Faculty Research Fellow
Angela Esterhammer (Ph.D. 1990, Princeton University) works in the areas of British, German, and European Romanticism and nineteenth-century culture, from perspectives that highlight varieties of performance and performativity. Her books include The Romantic Performative: Language and Action in British and German Romanticism (2000), Romanticism and Improvisation, 1750-1850 (2008), and Print and Performance in the 1820s: Improvisation, Speculation, Identity (2020). In addition to serving as Principal of Victoria College from 2012 to 2024, she is the Founding Director of the Jackman Scholars-in-Residence program and the General Editor of the Edinburgh Edition of the Works of John Galt.

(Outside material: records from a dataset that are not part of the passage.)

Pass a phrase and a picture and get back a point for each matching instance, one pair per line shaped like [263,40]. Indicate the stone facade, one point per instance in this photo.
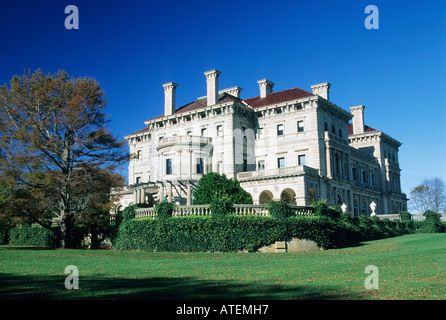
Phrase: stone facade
[293,145]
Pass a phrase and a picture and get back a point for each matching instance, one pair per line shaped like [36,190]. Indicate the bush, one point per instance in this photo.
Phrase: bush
[213,186]
[405,216]
[33,236]
[278,209]
[199,234]
[431,223]
[322,209]
[220,208]
[164,209]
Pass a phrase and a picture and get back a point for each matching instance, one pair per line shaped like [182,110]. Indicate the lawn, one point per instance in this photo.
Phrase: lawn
[410,267]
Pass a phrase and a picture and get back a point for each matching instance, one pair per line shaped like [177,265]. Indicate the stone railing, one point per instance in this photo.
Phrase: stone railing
[277,172]
[415,217]
[237,209]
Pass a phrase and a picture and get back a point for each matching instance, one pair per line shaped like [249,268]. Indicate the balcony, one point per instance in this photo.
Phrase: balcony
[297,170]
[196,141]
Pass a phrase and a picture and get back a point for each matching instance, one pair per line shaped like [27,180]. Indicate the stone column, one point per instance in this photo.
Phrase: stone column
[169,194]
[189,195]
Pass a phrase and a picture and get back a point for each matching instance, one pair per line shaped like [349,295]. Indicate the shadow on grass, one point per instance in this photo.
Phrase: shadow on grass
[18,287]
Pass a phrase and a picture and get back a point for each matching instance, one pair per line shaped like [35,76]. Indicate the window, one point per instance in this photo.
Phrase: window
[259,132]
[354,174]
[199,165]
[168,166]
[245,165]
[219,130]
[281,163]
[364,176]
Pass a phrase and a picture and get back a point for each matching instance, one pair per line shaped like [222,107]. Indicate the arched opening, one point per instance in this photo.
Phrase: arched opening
[288,195]
[311,196]
[265,197]
[339,199]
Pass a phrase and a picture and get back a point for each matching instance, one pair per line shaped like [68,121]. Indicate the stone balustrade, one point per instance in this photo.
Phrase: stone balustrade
[237,209]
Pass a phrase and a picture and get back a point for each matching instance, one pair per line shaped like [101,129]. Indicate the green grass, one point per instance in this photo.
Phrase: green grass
[410,267]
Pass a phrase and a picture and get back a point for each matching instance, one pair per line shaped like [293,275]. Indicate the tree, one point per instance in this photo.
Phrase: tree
[54,146]
[430,195]
[213,186]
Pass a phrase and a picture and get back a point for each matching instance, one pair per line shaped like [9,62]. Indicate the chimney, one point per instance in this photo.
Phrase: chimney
[234,91]
[358,119]
[266,87]
[212,86]
[169,98]
[322,89]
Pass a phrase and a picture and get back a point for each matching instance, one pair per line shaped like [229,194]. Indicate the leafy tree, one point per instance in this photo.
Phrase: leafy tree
[56,149]
[430,195]
[213,186]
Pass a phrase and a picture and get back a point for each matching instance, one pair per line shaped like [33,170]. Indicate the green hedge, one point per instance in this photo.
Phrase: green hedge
[238,233]
[33,236]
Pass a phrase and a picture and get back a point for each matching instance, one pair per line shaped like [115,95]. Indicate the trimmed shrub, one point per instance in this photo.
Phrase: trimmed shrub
[405,216]
[278,209]
[220,208]
[33,236]
[431,223]
[164,209]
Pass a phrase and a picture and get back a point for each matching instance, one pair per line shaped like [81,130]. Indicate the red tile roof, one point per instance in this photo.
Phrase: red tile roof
[256,102]
[366,129]
[278,97]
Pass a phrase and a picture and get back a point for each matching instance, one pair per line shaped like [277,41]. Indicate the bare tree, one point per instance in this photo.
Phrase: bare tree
[430,195]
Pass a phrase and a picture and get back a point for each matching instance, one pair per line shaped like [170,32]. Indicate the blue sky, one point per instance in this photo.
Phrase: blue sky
[133,47]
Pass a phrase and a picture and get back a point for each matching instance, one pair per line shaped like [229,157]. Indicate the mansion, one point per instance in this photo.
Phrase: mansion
[293,145]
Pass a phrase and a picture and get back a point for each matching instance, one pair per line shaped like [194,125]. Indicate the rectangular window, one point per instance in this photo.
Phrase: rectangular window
[281,163]
[280,130]
[259,132]
[200,165]
[168,166]
[245,165]
[219,131]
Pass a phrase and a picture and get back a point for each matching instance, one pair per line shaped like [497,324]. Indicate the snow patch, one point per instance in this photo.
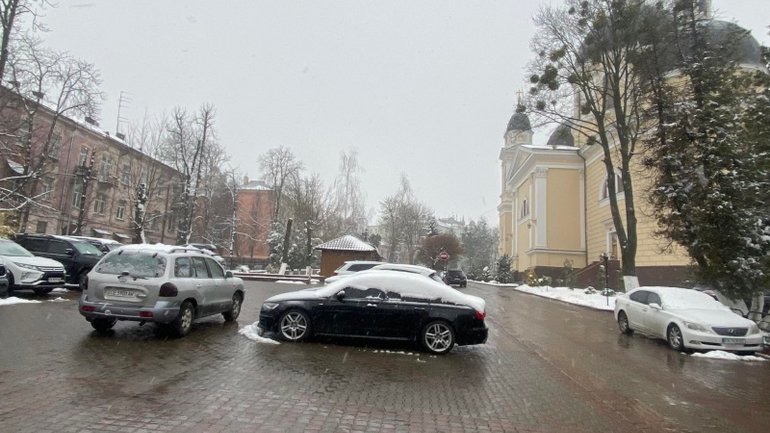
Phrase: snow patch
[250,332]
[727,356]
[14,300]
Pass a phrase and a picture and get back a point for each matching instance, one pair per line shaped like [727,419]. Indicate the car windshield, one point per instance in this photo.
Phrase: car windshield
[137,264]
[690,300]
[87,248]
[12,249]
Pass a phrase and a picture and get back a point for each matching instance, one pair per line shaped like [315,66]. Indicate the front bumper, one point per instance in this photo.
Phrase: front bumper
[161,312]
[708,341]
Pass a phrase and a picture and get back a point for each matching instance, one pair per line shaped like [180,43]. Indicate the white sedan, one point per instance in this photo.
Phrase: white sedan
[687,319]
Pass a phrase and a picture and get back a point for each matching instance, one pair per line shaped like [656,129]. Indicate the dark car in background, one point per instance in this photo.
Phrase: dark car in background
[456,277]
[77,256]
[383,305]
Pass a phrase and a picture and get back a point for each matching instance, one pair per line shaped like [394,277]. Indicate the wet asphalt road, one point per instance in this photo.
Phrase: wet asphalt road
[547,367]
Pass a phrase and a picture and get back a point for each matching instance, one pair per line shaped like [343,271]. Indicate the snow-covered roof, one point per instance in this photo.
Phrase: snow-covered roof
[346,243]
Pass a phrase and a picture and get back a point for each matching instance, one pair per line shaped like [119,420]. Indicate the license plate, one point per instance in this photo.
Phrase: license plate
[120,293]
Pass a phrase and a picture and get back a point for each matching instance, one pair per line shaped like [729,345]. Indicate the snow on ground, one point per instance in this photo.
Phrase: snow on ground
[14,300]
[250,332]
[575,296]
[721,354]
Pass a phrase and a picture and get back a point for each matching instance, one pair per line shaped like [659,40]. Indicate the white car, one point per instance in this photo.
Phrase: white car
[414,269]
[687,319]
[29,272]
[349,268]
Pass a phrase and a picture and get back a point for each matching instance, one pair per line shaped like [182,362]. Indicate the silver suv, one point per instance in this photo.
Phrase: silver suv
[170,286]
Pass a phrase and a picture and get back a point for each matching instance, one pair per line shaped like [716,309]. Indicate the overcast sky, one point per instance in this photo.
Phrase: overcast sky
[420,87]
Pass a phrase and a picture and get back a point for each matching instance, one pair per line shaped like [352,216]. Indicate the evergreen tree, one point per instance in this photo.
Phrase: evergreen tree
[709,157]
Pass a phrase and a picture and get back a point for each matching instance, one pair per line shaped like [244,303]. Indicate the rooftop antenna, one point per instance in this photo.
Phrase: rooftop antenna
[123,102]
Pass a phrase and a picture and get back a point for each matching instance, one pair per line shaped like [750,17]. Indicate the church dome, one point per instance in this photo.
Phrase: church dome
[561,136]
[519,122]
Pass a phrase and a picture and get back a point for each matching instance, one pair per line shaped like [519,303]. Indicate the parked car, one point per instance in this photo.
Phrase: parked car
[3,282]
[414,269]
[24,271]
[456,277]
[687,319]
[379,305]
[167,285]
[105,245]
[350,267]
[77,256]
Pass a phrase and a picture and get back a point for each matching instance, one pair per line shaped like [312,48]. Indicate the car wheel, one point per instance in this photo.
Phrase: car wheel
[675,338]
[83,281]
[103,325]
[623,325]
[183,322]
[235,308]
[438,337]
[294,326]
[42,291]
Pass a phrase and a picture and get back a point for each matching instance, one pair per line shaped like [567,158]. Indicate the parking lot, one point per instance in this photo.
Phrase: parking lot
[547,367]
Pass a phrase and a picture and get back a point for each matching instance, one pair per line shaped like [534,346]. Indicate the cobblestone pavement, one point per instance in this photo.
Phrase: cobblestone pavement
[548,367]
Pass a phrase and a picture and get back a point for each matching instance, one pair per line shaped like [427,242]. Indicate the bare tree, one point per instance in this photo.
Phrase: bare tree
[584,59]
[279,166]
[46,86]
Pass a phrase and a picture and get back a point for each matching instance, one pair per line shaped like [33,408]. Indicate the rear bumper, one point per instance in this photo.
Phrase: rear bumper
[161,312]
[473,336]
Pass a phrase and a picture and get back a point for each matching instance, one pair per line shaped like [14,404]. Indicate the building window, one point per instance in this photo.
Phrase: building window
[77,194]
[105,168]
[99,203]
[41,227]
[55,146]
[604,193]
[47,189]
[83,156]
[125,175]
[119,214]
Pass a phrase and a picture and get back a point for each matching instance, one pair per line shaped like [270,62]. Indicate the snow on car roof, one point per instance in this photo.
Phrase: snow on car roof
[408,284]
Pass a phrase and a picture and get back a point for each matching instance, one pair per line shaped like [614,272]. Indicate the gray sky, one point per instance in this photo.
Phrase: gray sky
[420,87]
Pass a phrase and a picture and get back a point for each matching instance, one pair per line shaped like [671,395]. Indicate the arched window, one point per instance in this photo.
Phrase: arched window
[524,209]
[604,193]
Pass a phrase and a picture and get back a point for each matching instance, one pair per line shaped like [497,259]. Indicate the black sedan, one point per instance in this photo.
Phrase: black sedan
[379,305]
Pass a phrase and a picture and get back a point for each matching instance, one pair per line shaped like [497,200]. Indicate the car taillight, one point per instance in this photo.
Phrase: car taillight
[168,290]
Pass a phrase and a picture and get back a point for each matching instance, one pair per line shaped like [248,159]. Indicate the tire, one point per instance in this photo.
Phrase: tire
[438,337]
[183,322]
[675,338]
[235,308]
[103,325]
[294,325]
[623,324]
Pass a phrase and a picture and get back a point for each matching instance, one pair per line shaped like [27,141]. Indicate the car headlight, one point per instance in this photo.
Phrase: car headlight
[27,266]
[698,327]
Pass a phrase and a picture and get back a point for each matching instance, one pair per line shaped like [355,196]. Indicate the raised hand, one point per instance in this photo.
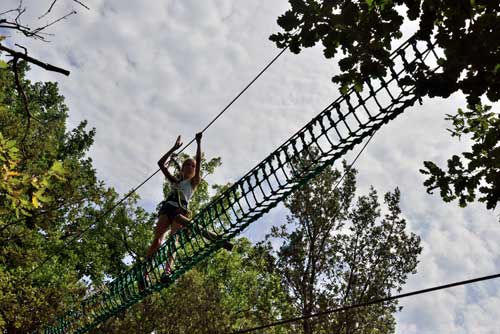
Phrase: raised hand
[178,143]
[198,137]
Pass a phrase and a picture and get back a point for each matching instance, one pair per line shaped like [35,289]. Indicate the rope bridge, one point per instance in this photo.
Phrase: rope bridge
[345,123]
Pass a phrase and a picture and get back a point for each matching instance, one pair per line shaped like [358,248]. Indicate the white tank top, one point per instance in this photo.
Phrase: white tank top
[185,191]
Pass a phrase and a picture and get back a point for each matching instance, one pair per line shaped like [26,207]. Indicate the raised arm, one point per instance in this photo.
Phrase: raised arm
[163,159]
[197,178]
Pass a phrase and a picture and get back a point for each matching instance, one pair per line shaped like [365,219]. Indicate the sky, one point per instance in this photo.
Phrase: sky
[143,72]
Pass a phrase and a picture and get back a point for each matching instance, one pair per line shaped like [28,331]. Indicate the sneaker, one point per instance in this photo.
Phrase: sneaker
[228,246]
[165,279]
[167,276]
[143,282]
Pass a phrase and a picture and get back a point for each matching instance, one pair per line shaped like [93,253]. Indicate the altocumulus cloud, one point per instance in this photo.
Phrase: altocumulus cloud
[144,72]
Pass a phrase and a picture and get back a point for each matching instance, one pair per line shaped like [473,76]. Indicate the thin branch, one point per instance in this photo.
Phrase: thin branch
[81,4]
[37,30]
[24,97]
[48,11]
[32,60]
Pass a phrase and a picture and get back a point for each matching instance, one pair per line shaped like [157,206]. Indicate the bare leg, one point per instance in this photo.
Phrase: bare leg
[160,230]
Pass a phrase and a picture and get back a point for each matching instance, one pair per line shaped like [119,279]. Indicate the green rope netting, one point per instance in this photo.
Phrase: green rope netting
[345,123]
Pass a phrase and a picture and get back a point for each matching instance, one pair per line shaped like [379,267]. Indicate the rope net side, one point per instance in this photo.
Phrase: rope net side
[342,125]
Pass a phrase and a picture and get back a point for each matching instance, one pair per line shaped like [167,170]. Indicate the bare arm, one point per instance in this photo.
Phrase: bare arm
[197,178]
[163,159]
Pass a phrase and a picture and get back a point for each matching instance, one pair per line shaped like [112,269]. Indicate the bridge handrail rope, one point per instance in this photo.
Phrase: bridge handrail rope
[331,134]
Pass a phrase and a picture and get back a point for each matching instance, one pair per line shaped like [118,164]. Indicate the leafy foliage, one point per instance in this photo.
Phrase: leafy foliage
[478,169]
[362,32]
[50,195]
[337,250]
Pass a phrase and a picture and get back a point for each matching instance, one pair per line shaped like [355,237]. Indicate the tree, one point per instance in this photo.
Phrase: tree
[51,196]
[467,32]
[337,251]
[482,172]
[226,292]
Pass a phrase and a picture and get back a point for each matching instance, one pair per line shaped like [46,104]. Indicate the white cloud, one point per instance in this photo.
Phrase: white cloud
[143,72]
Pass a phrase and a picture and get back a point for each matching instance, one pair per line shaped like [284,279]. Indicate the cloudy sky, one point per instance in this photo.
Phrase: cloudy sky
[143,72]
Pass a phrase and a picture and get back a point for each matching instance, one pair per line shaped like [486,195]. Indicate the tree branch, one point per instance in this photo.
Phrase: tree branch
[32,60]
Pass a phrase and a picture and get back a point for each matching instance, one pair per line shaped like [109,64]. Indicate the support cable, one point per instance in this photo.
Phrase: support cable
[156,172]
[371,302]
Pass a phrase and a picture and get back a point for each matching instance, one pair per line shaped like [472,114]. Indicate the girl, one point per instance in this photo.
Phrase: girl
[173,212]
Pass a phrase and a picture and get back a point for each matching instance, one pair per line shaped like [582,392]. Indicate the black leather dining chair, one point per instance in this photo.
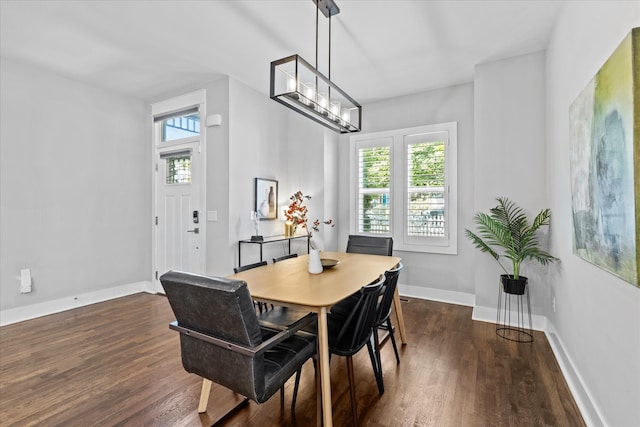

Fellowship Research Project: John Galt and the Nineteenth-Century Literary Economy
My project analyzes the cultural transformations of the post-Napoleonic era through a focus on the Scottish-born writer and entrepreneur John Galt (1779–1839). Galt’s experiments with new periodical media, his idiosyncratic use of narrative voice and perspective, his hybrid forms of history and fiction, and his expansive geographies gave a new profile to nineteenth-century authorship. I explore the insights Galt’s work provides into the changing relationships of authors and reading publics and the print-culture networks that linked Britain to continental Europe, America, and colonial spaces in his increasingly mobile and globalized age.